2. Be willing to take on responsibilities that you don't know how to do yet. If you're competent at the task you're working on, you're wasting your time.
3. Get to know all sorts of people throughout the organization. Not just the important people, but ordinary people working on interesting things. The important people notice that you know all the folks working on interesting things and start leaning on you to point them in the right direction.
4. Be the best in the vicinity in at least one area - the best salesman in your geographic region, the best frontend engineer on your product, the best UX designer in your department. The best has options, because everyone wants to work with them; the mediocre usually have to make do with what they're assigned to. The best usually also have management turn a blind eye when they steal time away from their main projects to work on professional development, because they're still outperforming everyone else. This becomes a virtuous cycle.
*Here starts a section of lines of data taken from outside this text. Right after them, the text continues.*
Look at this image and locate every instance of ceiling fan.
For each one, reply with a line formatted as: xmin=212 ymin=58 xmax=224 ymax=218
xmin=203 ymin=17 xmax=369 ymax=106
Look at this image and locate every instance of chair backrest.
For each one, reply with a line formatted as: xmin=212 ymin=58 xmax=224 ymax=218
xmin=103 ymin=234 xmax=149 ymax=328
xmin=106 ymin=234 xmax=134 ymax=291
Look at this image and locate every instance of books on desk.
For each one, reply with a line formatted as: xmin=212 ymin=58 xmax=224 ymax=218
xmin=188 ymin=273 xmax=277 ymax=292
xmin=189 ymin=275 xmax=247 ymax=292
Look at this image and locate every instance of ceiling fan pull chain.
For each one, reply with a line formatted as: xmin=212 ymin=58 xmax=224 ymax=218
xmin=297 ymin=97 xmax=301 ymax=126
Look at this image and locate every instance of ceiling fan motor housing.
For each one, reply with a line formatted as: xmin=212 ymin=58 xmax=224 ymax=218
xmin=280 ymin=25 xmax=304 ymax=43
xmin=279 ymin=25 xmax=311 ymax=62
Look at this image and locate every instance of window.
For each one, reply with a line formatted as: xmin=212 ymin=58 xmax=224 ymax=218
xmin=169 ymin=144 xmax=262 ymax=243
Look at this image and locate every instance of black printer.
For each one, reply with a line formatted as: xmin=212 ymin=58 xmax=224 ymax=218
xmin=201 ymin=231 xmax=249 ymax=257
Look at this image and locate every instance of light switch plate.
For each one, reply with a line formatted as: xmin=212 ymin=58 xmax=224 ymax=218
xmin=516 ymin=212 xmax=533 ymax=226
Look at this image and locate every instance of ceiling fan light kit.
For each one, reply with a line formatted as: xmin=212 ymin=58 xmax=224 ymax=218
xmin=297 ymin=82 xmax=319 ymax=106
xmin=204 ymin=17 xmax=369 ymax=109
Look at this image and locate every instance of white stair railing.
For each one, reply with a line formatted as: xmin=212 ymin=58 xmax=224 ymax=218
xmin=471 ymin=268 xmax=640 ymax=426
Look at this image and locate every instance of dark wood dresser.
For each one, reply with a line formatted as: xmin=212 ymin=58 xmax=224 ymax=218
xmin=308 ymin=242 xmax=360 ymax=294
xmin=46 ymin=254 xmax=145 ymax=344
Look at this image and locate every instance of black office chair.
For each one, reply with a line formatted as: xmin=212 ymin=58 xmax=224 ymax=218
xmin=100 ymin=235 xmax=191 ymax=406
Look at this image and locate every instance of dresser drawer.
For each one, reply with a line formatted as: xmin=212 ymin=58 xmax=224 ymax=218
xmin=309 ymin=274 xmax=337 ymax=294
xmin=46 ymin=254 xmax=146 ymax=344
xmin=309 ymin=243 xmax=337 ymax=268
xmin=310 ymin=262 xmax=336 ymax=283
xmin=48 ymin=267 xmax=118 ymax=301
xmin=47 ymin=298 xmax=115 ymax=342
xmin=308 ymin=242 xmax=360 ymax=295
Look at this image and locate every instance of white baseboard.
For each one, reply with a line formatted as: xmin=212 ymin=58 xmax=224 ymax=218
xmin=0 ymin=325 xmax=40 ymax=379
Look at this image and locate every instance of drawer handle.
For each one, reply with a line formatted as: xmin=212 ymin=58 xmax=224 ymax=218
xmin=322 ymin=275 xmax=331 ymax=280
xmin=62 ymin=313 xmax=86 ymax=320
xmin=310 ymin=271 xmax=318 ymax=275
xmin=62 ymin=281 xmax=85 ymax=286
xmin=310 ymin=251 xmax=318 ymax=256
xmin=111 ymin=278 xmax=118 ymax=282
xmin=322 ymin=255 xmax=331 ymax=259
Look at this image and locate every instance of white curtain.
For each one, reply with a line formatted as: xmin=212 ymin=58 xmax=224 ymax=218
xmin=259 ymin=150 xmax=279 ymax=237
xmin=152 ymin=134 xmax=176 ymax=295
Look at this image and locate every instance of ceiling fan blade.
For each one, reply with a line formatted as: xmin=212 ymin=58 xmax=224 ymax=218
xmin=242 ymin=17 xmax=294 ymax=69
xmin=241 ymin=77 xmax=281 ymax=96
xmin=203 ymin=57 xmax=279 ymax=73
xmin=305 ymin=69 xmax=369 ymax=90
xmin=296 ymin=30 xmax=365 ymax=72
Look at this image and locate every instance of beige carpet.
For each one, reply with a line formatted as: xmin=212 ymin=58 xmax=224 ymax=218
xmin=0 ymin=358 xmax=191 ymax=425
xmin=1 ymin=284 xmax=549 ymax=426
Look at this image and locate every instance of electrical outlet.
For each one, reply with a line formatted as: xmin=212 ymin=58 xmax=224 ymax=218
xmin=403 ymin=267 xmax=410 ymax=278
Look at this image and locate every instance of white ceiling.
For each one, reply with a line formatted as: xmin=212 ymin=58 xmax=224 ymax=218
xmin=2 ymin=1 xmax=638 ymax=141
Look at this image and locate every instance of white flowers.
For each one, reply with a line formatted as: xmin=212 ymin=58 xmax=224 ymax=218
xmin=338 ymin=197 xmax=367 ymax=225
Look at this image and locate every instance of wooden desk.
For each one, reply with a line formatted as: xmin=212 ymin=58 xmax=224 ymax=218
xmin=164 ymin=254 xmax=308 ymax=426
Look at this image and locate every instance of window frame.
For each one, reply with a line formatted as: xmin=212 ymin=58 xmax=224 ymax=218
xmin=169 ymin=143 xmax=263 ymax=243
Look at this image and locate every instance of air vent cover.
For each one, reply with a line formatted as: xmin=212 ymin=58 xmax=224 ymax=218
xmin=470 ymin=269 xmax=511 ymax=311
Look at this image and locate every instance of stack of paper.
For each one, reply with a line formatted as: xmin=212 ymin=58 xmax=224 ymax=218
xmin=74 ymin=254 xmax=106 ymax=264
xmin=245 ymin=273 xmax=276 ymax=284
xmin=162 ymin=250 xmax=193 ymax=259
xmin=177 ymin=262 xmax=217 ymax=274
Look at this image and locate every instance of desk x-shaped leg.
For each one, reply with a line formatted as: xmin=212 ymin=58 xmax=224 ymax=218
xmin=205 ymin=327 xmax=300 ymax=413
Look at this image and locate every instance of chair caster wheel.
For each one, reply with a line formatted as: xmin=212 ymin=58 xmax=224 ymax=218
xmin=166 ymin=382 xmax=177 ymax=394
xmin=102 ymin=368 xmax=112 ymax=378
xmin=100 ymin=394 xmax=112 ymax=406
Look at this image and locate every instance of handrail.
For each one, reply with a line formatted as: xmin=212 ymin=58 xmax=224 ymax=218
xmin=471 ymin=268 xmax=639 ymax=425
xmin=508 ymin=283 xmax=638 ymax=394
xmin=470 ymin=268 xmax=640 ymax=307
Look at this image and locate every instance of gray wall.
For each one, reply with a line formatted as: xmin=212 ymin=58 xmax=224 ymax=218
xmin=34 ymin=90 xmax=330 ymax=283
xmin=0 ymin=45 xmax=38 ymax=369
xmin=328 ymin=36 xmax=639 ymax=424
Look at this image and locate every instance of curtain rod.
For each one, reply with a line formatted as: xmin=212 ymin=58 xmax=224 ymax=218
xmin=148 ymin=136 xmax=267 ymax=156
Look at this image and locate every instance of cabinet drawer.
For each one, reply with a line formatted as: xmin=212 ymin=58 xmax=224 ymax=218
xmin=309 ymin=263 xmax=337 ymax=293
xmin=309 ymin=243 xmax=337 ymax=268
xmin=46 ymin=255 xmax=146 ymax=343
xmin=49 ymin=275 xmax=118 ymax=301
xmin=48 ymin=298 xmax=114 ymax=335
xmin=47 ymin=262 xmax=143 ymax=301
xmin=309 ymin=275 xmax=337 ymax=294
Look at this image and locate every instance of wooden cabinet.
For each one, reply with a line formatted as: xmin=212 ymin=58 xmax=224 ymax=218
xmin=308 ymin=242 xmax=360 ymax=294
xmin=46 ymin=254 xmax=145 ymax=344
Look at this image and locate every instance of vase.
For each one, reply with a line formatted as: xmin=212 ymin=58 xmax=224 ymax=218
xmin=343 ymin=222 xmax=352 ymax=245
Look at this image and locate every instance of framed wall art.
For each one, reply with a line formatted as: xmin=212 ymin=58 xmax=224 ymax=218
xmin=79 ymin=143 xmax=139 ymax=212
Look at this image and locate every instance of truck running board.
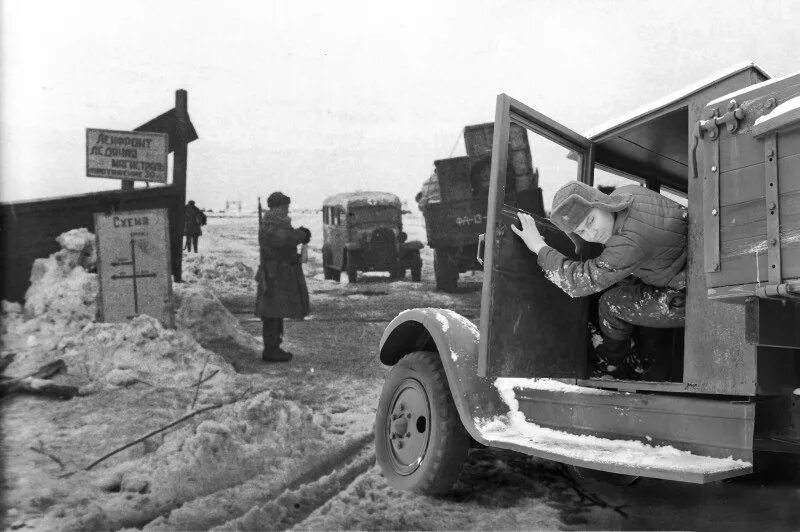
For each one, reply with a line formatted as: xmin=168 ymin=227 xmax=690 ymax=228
xmin=474 ymin=379 xmax=754 ymax=484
5. Volunteer for tasks that are a high priority for the organization. A lot of folks shy away from high-priority work because it's stressful; you have many powerful people breathing down your neck wanting things done yesterday. But everybody remembers who actually did that groundbreaking project, and it opens up opportunity in the future.
Some things I've noticed successful executives don't do:
1. Work 24/7. An occasional late-nighter on a critical project helps cement your reputation as a clutch player. Doing it all the time cements your reputation as a schmuck with no life.
2. Talk a lot. The best executives I know spend about 90% of their time listening and 10% talking. People who keep their mouths shut and ears open when they join an organization tend to outperform those who keep their ears shut and mouths open after about a year (it takes that long for the phonies to shake out).
3. Think of themselves in terms of one particular functional group. Being an executive is its own skillset - if you think of yourself as an engineer, or a salesperson, or a lawyer, you're artificially limiting yourself. Think of yourself as a provider of solutions - heck, doesn't patio11 give the same advice for small business owners?
4. Be cynical. It's interesting that the Gervais principle is the top comment here - there's a grain of truth to that, but if you believe it too literally you're doomed to underperforming loserhood.